Jethro Tull‘s leader Ian Anderson talked in an interview with Louder Sound about when back in 1989, Metallica was the favorite to win the Grammy Award for Best Hard Rock/Metal Performance. But, the award was given to Jethro Tull that was surprisingly nominated for that category. The Progressive Rock was competing with “Crest of a Knave,” alongside AC/DC for “Blow Up Your Video,” Iggy Pop for “Cold Metal,” Jane’s Addiction for “Nothing’s Shocking” and Metallica for “…And Justice for All.”

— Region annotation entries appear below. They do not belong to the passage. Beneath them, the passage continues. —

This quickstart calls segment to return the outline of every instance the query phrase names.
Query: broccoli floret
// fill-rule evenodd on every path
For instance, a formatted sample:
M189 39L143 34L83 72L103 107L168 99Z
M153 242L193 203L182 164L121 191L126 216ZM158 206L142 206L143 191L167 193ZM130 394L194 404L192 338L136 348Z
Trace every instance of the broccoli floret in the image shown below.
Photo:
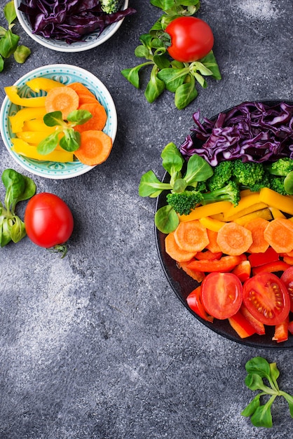
M239 186L233 181L230 181L226 186L212 192L203 194L202 204L208 204L216 201L230 201L237 205L240 199Z
M277 161L270 163L267 168L270 174L286 177L289 173L293 170L293 159L289 157L279 158Z
M123 3L123 0L100 0L100 1L102 10L107 14L117 12Z
M179 215L189 215L202 200L199 191L171 192L167 195L167 203Z
M214 191L224 187L232 177L233 169L233 161L229 160L217 165L214 168L214 174L207 182L209 190Z
M233 175L237 182L250 187L256 183L261 182L264 174L264 166L261 163L245 162L240 158L237 158L233 162Z
M269 187L278 194L287 195L284 187L284 177L271 175Z

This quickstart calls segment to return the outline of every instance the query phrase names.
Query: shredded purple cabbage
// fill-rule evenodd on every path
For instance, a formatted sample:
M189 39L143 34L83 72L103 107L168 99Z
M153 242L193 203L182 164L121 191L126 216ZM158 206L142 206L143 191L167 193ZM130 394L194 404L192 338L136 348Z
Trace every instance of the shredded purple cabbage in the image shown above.
M186 159L197 154L216 166L235 158L259 163L293 158L293 105L287 102L246 102L214 120L200 123L200 111L193 119L196 126L179 147Z
M128 8L107 14L100 3L99 0L24 0L18 9L27 15L33 34L71 44L93 31L100 34L107 26L136 13Z

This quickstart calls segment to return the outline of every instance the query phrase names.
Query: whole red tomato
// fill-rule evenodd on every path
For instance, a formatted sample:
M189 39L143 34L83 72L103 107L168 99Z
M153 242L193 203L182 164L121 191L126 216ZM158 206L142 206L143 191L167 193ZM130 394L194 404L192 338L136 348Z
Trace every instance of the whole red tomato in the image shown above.
M210 26L196 17L178 17L166 27L171 38L167 50L172 58L182 62L192 62L203 58L214 46L214 35Z
M72 213L57 195L42 192L28 202L25 212L27 234L33 243L50 248L64 244L74 227Z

“I didn’t think it was very likely that we would win the Grammy. And yes I was a little perplexed. Also amused when we were nominated in that category. Our record company told us: ‘Don’t bother coming to the Grammys. Metallica will win it for sure.’

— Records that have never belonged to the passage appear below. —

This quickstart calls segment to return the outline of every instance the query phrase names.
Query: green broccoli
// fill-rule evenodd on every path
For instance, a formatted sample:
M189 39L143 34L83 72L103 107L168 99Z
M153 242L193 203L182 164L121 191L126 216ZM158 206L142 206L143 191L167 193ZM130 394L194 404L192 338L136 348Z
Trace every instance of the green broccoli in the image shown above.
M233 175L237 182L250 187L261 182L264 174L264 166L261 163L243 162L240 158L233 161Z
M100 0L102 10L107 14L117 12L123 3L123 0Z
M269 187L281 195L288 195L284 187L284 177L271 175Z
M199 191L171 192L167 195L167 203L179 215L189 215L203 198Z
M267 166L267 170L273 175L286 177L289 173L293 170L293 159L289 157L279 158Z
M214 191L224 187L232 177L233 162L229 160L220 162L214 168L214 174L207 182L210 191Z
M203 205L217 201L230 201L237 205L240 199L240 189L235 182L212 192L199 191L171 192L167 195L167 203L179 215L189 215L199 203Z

“My view is that we weren’t given the Grammy for being the best hard rock or metal act. We were given it for being a bunch of nice guys who’d never won a Grammy before.

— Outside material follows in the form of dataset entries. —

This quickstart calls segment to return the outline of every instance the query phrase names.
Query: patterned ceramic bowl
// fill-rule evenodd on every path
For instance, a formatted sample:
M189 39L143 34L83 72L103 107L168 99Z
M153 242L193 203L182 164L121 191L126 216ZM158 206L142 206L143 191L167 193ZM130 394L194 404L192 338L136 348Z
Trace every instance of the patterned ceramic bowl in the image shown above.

“And there wasn’t an award for the world’s best one-legged flute player; otherwise, I’d have to buy several more fireplaces to have enough mantelpiece space for all the trophies.”
“‘My God’ was the one that got people’s knickers in a twist in the Bible Belt of the USA, mostly from worshippers who got the wrong message. But even back then, and certainly now, there are priests who say to me, ‘I know what you were talking about with that song.’
“In the ’70s, some of our songs, the ones about religion, were banned in Spain and Italy. People thought we were treading on toes. But now, in Italy, ‘My God’ is the most famous Jethro Tull song.”